An example: PennyMac Financial Services buys most of its mortgage loans from the REIT at its cost plus 0.03 percent. Then it sells them at a profit, with any luck. Last year, the financial services company generated $118 million on loans it had sold. To the degree that these gains were on loans that originated at the REIT, those were profits that the REIT could have received.

These possible conflicts were described differently for the REIT’s shareholders in a February investor presentation. There, the PennyMac REIT characterized its relationship with Financial Services as “synergistic.”

It’s hard to quantify what these potential conflicts might cost the REIT’s shareholders.
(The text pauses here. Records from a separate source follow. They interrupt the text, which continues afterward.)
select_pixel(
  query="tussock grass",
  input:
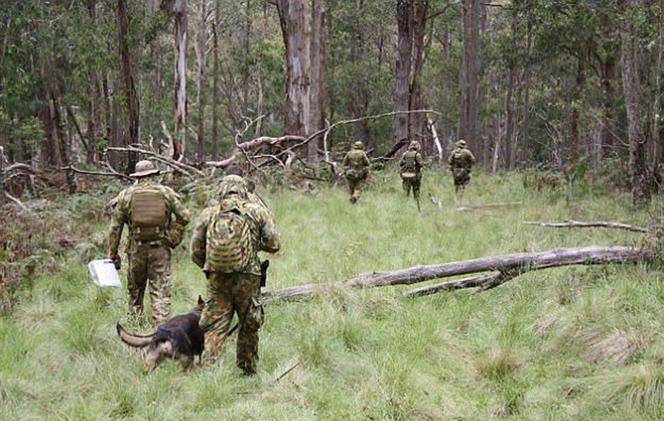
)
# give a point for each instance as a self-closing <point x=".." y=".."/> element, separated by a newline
<point x="567" y="343"/>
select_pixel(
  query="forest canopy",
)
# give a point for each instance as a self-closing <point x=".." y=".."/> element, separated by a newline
<point x="529" y="83"/>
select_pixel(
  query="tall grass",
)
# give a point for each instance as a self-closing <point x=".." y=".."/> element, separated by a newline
<point x="559" y="344"/>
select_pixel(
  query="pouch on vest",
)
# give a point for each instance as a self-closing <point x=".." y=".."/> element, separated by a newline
<point x="229" y="245"/>
<point x="148" y="215"/>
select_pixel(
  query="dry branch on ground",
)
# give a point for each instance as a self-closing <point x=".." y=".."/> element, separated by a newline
<point x="570" y="223"/>
<point x="508" y="266"/>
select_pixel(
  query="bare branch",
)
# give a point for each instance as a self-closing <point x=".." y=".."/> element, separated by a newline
<point x="569" y="223"/>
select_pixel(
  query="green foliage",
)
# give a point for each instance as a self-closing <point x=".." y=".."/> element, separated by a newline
<point x="557" y="344"/>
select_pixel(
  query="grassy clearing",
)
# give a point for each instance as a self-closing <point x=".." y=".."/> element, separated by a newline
<point x="558" y="344"/>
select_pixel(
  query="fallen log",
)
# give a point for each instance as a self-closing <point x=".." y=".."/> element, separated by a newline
<point x="488" y="206"/>
<point x="570" y="223"/>
<point x="509" y="265"/>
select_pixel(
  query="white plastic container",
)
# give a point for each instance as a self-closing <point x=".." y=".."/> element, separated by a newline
<point x="103" y="273"/>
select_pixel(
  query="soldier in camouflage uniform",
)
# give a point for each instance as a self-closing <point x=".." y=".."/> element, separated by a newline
<point x="356" y="164"/>
<point x="410" y="169"/>
<point x="233" y="290"/>
<point x="461" y="161"/>
<point x="147" y="209"/>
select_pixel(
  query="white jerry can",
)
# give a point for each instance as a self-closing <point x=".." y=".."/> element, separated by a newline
<point x="103" y="273"/>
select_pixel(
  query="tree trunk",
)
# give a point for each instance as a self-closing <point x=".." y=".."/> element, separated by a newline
<point x="632" y="91"/>
<point x="201" y="85"/>
<point x="417" y="122"/>
<point x="2" y="175"/>
<point x="129" y="77"/>
<point x="510" y="144"/>
<point x="402" y="69"/>
<point x="575" y="138"/>
<point x="607" y="137"/>
<point x="215" y="83"/>
<point x="510" y="265"/>
<point x="470" y="94"/>
<point x="178" y="10"/>
<point x="360" y="103"/>
<point x="317" y="76"/>
<point x="296" y="31"/>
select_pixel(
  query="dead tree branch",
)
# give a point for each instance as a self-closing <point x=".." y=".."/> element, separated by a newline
<point x="178" y="166"/>
<point x="509" y="266"/>
<point x="97" y="173"/>
<point x="570" y="223"/>
<point x="488" y="206"/>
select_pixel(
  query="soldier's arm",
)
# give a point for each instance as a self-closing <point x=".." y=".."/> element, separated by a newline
<point x="419" y="161"/>
<point x="365" y="160"/>
<point x="269" y="237"/>
<point x="345" y="161"/>
<point x="182" y="215"/>
<point x="198" y="240"/>
<point x="118" y="221"/>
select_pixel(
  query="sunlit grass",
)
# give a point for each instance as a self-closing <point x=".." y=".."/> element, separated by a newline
<point x="558" y="344"/>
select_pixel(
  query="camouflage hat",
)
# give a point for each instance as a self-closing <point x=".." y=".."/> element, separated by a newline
<point x="233" y="184"/>
<point x="414" y="145"/>
<point x="144" y="168"/>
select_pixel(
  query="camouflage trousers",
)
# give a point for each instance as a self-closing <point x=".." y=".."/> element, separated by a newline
<point x="412" y="183"/>
<point x="230" y="293"/>
<point x="355" y="186"/>
<point x="150" y="265"/>
<point x="461" y="176"/>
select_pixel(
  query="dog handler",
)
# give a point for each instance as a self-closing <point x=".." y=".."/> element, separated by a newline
<point x="225" y="244"/>
<point x="148" y="208"/>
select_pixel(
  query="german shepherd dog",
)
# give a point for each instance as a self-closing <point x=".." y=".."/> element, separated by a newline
<point x="179" y="338"/>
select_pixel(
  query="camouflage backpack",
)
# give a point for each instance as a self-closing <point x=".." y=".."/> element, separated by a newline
<point x="409" y="167"/>
<point x="148" y="214"/>
<point x="229" y="245"/>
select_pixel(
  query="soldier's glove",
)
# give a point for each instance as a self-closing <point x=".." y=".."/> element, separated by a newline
<point x="264" y="265"/>
<point x="117" y="261"/>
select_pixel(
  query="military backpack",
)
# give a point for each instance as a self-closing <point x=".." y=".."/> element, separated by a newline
<point x="149" y="216"/>
<point x="229" y="245"/>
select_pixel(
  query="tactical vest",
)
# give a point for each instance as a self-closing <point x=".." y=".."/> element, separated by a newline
<point x="459" y="159"/>
<point x="229" y="246"/>
<point x="149" y="216"/>
<point x="409" y="167"/>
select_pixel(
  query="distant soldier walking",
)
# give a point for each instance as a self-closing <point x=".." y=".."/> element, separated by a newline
<point x="225" y="244"/>
<point x="356" y="164"/>
<point x="148" y="208"/>
<point x="461" y="161"/>
<point x="410" y="169"/>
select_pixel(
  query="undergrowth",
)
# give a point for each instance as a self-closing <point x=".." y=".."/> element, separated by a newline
<point x="566" y="343"/>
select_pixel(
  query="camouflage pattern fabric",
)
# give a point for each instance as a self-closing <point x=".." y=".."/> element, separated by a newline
<point x="229" y="294"/>
<point x="411" y="172"/>
<point x="356" y="163"/>
<point x="149" y="262"/>
<point x="461" y="161"/>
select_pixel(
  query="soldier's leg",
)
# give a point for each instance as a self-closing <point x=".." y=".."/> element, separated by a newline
<point x="352" y="186"/>
<point x="250" y="311"/>
<point x="416" y="187"/>
<point x="217" y="314"/>
<point x="159" y="284"/>
<point x="137" y="276"/>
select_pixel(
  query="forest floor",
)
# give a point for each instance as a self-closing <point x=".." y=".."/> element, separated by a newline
<point x="566" y="343"/>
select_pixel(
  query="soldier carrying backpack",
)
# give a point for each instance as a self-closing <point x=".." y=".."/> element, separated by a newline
<point x="148" y="209"/>
<point x="225" y="244"/>
<point x="410" y="169"/>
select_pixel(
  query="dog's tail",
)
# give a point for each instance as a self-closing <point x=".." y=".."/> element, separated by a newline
<point x="132" y="340"/>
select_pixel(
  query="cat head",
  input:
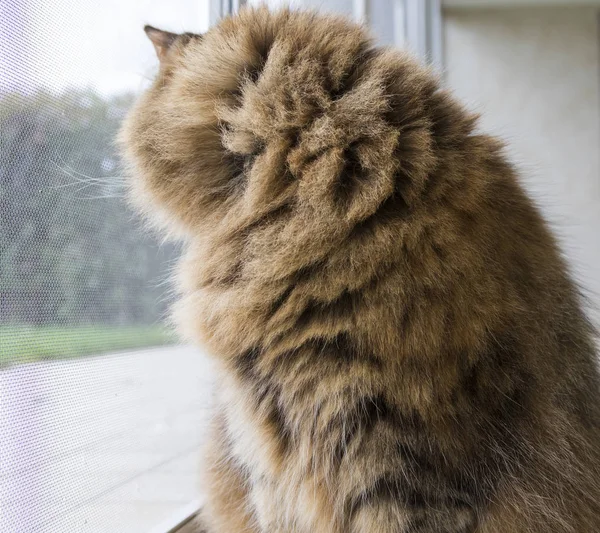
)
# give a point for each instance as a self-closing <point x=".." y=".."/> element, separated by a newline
<point x="274" y="110"/>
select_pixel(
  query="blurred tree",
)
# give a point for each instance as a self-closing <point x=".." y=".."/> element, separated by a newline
<point x="71" y="252"/>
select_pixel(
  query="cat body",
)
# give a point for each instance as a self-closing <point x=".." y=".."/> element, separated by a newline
<point x="400" y="347"/>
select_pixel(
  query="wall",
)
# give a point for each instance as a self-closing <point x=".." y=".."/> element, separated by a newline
<point x="534" y="75"/>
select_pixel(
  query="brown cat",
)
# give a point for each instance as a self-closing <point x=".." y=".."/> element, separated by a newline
<point x="401" y="347"/>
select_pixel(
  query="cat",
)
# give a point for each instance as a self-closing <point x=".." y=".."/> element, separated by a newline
<point x="400" y="346"/>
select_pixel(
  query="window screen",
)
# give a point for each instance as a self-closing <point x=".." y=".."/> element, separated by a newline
<point x="101" y="413"/>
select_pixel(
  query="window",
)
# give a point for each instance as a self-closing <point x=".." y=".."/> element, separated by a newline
<point x="100" y="414"/>
<point x="101" y="411"/>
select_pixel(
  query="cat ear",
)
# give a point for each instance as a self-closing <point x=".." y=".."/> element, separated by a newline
<point x="162" y="40"/>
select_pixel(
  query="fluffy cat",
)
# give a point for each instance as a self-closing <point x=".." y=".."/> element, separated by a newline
<point x="401" y="348"/>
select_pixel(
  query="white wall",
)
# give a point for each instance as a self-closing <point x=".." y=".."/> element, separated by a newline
<point x="534" y="75"/>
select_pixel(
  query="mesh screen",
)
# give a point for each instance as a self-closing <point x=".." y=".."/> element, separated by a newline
<point x="100" y="412"/>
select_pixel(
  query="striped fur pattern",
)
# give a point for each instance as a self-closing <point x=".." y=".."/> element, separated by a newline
<point x="400" y="346"/>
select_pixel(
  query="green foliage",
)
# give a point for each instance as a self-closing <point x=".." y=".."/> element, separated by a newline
<point x="24" y="344"/>
<point x="71" y="252"/>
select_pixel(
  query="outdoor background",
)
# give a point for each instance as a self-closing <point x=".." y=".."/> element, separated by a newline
<point x="102" y="413"/>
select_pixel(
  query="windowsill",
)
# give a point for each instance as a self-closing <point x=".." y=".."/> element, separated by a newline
<point x="181" y="521"/>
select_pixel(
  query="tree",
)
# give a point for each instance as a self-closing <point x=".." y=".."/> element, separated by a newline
<point x="71" y="252"/>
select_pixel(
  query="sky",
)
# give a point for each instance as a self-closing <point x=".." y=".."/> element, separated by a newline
<point x="85" y="43"/>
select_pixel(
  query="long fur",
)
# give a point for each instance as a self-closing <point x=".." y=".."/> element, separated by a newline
<point x="401" y="347"/>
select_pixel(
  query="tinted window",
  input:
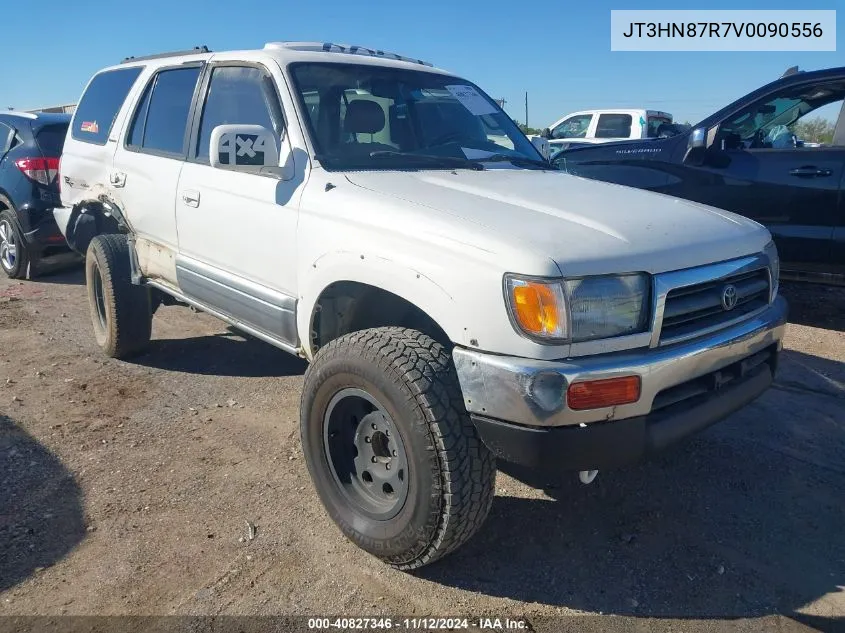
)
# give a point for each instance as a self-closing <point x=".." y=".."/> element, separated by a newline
<point x="614" y="126"/>
<point x="100" y="104"/>
<point x="136" y="130"/>
<point x="168" y="111"/>
<point x="242" y="95"/>
<point x="51" y="139"/>
<point x="5" y="138"/>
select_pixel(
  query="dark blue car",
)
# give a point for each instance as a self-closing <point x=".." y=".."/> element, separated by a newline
<point x="30" y="148"/>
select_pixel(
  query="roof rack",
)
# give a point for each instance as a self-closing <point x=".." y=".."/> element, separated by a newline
<point x="196" y="50"/>
<point x="330" y="47"/>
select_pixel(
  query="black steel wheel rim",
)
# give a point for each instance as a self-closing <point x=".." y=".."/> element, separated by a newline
<point x="366" y="454"/>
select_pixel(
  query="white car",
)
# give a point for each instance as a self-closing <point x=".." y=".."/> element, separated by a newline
<point x="458" y="299"/>
<point x="604" y="126"/>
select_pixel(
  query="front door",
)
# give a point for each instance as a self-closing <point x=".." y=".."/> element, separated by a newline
<point x="237" y="229"/>
<point x="776" y="162"/>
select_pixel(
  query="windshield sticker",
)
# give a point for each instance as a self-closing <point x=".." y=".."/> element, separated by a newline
<point x="475" y="154"/>
<point x="471" y="100"/>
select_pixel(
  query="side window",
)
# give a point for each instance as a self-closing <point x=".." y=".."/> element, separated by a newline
<point x="820" y="128"/>
<point x="136" y="130"/>
<point x="573" y="127"/>
<point x="614" y="126"/>
<point x="6" y="138"/>
<point x="161" y="118"/>
<point x="244" y="95"/>
<point x="100" y="104"/>
<point x="802" y="117"/>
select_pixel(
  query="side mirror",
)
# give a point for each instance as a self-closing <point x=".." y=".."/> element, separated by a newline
<point x="542" y="145"/>
<point x="696" y="147"/>
<point x="249" y="146"/>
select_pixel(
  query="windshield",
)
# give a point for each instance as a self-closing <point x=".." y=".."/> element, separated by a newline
<point x="378" y="117"/>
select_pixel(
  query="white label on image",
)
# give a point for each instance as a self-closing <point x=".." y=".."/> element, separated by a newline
<point x="471" y="100"/>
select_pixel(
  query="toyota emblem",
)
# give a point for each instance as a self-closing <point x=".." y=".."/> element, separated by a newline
<point x="729" y="297"/>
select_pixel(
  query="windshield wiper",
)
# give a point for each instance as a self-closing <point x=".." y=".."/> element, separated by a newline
<point x="521" y="161"/>
<point x="432" y="159"/>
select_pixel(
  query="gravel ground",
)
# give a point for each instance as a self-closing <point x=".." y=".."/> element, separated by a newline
<point x="126" y="488"/>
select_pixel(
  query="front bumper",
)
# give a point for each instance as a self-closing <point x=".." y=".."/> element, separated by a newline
<point x="519" y="405"/>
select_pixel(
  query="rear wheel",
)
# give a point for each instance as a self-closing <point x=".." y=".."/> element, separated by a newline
<point x="392" y="452"/>
<point x="14" y="257"/>
<point x="120" y="311"/>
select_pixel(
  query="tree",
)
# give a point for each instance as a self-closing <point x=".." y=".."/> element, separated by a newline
<point x="817" y="130"/>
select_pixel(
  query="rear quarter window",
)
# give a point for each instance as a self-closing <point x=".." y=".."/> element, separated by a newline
<point x="51" y="139"/>
<point x="100" y="104"/>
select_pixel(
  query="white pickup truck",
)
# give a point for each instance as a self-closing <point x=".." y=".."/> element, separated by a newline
<point x="458" y="299"/>
<point x="604" y="126"/>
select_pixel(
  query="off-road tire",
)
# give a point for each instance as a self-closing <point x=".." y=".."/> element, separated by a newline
<point x="20" y="268"/>
<point x="120" y="311"/>
<point x="451" y="481"/>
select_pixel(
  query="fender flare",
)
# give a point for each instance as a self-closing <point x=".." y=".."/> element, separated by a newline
<point x="411" y="285"/>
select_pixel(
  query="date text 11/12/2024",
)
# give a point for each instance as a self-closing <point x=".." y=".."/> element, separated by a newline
<point x="419" y="624"/>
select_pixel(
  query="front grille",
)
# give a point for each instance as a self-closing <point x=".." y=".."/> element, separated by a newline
<point x="697" y="309"/>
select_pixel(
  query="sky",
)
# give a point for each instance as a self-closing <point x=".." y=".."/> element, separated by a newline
<point x="558" y="51"/>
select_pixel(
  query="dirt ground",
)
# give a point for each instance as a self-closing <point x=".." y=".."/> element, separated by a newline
<point x="126" y="488"/>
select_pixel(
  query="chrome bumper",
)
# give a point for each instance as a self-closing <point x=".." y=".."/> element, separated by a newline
<point x="533" y="393"/>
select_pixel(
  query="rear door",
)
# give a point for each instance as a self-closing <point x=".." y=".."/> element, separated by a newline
<point x="146" y="168"/>
<point x="237" y="228"/>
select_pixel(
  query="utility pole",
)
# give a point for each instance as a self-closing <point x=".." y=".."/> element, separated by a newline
<point x="526" y="108"/>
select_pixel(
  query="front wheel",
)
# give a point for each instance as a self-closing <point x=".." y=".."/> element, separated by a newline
<point x="393" y="454"/>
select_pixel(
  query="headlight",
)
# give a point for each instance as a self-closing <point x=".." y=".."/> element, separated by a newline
<point x="579" y="309"/>
<point x="771" y="252"/>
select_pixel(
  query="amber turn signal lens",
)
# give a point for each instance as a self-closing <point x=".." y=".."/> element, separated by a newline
<point x="536" y="308"/>
<point x="595" y="394"/>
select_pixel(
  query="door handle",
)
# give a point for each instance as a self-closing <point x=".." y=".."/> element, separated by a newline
<point x="117" y="179"/>
<point x="810" y="172"/>
<point x="191" y="198"/>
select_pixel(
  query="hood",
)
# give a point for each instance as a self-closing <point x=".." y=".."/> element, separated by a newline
<point x="586" y="226"/>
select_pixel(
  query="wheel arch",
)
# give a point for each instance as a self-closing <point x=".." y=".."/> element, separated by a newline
<point x="356" y="294"/>
<point x="90" y="218"/>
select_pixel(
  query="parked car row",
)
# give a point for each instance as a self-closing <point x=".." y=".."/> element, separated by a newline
<point x="459" y="300"/>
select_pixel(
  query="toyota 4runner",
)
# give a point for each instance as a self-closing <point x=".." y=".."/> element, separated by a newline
<point x="458" y="299"/>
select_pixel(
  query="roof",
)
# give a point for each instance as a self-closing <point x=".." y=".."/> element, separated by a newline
<point x="39" y="118"/>
<point x="288" y="52"/>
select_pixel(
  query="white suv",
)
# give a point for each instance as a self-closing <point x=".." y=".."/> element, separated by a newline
<point x="458" y="299"/>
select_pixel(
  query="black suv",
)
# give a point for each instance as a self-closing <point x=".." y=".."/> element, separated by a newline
<point x="30" y="147"/>
<point x="747" y="158"/>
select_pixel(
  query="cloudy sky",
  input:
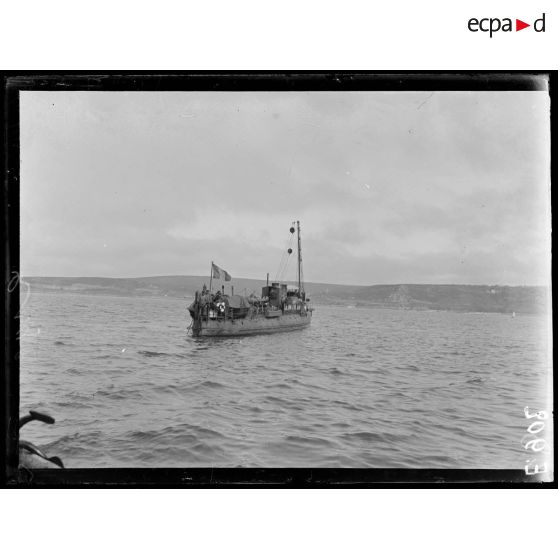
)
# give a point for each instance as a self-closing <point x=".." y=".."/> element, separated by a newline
<point x="406" y="187"/>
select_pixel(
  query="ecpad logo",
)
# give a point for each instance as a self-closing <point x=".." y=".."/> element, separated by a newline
<point x="493" y="25"/>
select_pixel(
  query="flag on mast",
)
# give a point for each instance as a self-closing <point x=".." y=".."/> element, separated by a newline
<point x="216" y="272"/>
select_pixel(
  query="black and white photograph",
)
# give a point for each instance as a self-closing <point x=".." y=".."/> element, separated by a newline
<point x="330" y="278"/>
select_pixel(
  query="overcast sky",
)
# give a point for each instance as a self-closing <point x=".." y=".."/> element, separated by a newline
<point x="407" y="187"/>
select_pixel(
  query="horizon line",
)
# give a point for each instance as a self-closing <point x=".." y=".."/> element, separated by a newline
<point x="306" y="281"/>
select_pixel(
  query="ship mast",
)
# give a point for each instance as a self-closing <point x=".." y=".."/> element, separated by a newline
<point x="299" y="258"/>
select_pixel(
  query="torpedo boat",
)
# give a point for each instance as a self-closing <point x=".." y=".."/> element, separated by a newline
<point x="279" y="308"/>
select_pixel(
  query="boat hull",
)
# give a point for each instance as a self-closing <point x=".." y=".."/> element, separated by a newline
<point x="251" y="326"/>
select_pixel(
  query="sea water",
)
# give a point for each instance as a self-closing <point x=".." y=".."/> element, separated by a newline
<point x="360" y="387"/>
But one way to look at the situation is to compare the overall returns at PennyMac Financial Services with those of the REIT.

Consider return on equity at both companies. In the first quarter of this year, that figure was roughly 78 percent at the financial services concern. At the REIT, it was 18 percent. For all of 2012, returns on equity were 67 percent at PennyMac Financial Services, versus 16 percent at the REIT.

On May 8, PennyMac Financial Services went public at $18 a share. Some 11 million shares were offered for sale, bringing the total shares outstanding to 74.2 million. After the offering, Mr. Kurland owned 23 percent, BlackRock owned 29 percent and Highfields 27 percent.

The stock closed on Friday at $20 a share, giving PennyMac Financial Services a market value of $1.48 billion. That values Mr. Kurland’s stake at $341 million.

By contrast, over at the REIT, Mr. Kurland owns approximately 335,000 shares, or about half of 1 percent of its stock outstanding.

Given this ownership imbalance, which company do you think will get more of Mr. Kurland’s attention?

His dueling jobs at the PennyMac entities also mean different paychecks for him. For his work at the REIT last year, Mr. Kurland was paid $1.87 million in stock. At PennyMac Financial Services, however, he received $2.634 million in total 2012 compensation.

So far, shareholders of the PennyMac REIT don’t seem perturbed by the potential conflicts in Mr. Kurland’s roles. And Mr. Kurland said that the companies have “disclosed potential areas of conflict to investors and put in place practices and structures that address them if they arise.” 

To eliminate any perception of conflict, Mr. Kurland could have rolled up the ancillary companies into the REIT itself. But that was not done.

As such, Mr. Kurland’s returns on his investment are far higher than those generated by the PennyMac REIT shareholders. According to financial statements, during 2009 and 2010, Mr. Kurland, BlackRock and Highfields contributed $97 million of capital into the company that became PennyMac Financial Services. Thanks to the new stock issue, that investment has grown to $1.2 billion, a more than 12-fold return.

For shareholders in the REIT, by contrast, their total return of 32 percent since the I.P.O. has been a good gain. But it’s certainly not the jackpot that Mr. Kurland has just hit.